Hyderabad floods: No lessons learned from the past

By J.S. Ifthekhar  Published on  18 Oct 2020 7:45 AM GMT
Hyderabad floods: No lessons learned from the past

Hyderabad: It never rains but pours in Hyderabad. But sadly, the citizens, more so the government, seldom learn from their past mistakes. The present havoc wreaked by the incessant rains has a sense of a haunting sameness with the August 2000 floods, one of the worst since the great floods of 1908. Unplanned growth in areas unsuitable for urban life, conversion of the Musi river watercourse, and turning lake beds into residential areas are the causative factors. This was clearly pointed out by the Geological Survey of India in its report earlier. Twenty years down the line, there is no change in the situation. If anything, it has only changed for the worse.

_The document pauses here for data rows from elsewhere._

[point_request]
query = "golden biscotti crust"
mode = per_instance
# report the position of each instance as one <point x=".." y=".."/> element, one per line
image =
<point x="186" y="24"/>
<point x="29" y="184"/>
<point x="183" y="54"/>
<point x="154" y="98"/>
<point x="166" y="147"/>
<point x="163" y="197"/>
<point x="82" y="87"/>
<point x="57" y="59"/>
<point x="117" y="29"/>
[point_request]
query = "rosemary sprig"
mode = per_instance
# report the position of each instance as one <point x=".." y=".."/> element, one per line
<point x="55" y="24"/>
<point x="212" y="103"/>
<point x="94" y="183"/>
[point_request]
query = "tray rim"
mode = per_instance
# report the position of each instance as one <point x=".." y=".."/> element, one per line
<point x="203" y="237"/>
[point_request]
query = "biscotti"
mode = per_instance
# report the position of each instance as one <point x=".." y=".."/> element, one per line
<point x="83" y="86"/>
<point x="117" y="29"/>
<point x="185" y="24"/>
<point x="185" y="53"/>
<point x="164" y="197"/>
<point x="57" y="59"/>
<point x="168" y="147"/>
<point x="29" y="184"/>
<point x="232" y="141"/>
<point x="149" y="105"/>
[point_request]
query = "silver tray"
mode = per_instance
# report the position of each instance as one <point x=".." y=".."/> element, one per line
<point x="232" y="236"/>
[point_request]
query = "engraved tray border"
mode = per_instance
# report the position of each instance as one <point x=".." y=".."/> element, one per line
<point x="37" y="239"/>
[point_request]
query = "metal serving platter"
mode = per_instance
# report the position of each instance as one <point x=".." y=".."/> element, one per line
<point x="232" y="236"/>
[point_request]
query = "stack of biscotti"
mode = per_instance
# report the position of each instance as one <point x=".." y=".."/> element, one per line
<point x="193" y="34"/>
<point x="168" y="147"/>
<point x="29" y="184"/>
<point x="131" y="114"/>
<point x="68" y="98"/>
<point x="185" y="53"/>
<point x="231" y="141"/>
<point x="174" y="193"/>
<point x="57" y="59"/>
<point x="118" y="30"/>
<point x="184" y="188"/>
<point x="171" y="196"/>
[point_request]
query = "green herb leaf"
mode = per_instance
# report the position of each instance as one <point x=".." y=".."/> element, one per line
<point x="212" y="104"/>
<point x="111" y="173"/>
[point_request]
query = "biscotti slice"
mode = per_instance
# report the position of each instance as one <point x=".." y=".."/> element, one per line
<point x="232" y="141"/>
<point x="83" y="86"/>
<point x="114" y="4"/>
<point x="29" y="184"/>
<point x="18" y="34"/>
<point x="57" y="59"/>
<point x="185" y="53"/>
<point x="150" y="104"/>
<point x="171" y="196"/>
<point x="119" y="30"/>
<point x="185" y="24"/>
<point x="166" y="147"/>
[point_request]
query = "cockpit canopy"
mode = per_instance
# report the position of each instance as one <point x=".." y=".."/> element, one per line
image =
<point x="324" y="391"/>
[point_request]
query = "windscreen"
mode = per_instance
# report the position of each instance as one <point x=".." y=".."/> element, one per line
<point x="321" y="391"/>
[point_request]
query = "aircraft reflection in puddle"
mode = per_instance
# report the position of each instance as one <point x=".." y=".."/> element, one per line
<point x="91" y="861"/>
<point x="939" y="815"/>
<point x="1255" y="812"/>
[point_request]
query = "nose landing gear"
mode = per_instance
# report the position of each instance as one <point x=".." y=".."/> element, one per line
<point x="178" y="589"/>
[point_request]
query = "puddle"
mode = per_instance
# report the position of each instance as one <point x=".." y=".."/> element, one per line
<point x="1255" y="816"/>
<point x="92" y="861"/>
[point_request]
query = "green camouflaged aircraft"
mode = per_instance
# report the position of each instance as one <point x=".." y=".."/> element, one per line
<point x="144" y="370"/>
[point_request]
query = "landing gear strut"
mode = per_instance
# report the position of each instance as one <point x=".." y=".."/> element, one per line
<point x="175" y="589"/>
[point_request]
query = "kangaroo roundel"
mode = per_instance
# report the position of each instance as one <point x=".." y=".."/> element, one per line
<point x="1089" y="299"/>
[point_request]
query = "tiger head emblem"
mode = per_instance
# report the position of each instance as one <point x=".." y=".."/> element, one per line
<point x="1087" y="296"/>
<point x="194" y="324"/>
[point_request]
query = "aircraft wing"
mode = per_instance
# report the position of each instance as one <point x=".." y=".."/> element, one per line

Unlike the 2000 floods which were limited to certain parts of the city, the present flash floods have swamped the whole of Hyderabad. There was a time when Hyderabad was full of tanks, lakes, and gardens. One can still find many areas bearing the names Basheerbagh, Baghlingampally, Nallakunta, and Masabtank. But they are mere names now. Over the years, the city’s landscape has changed, with greenery and water bodies giving way to colonies. No wonder, whenever the skies open up, the rainwater unleashes its fury against habitations that have come up in its pathway. The present disastrous situation, experts feel, is the result of collective mistakes and blunders committed by the successive governments, policymakers, and vested groups. Environmentalists B.V. Subba Rao, Prof. K. Purushottam Reddy, and K. Sajaya say that there is a marked disregard for the environment and proper land usage.



If the situation has to improve then it is imperative that both the attitude and policies for the environment and urban planning undergo a paradigm shift. What is required is a multidimensional approach to address the problem. But the government action is limited to only evicting the poor in the aftermath of the deluge while sparing the bigwigs who have built palatial houses on the river beds. Experts want the government to take hard decisions and immediately demolish all existing encroachments and constructions on water bodies, nalas, and river beds. "Otherwise Hyderabad is in for destruction like other cities built along rivers," warns COVA executive director Mazher Hussain, who produced a documentary on the 2000 floods along with Sajaya.

Environmentalists want the HMDA to come out with an integrated master plan showing the hydrological map of the city and to accelerate efforts to remove waterlogging on roads. If Hyderabadis have to coexist with nature, there is no way but to refashion and rebuild the entire city landscape. A tall order, indeed. But is there any other alternative?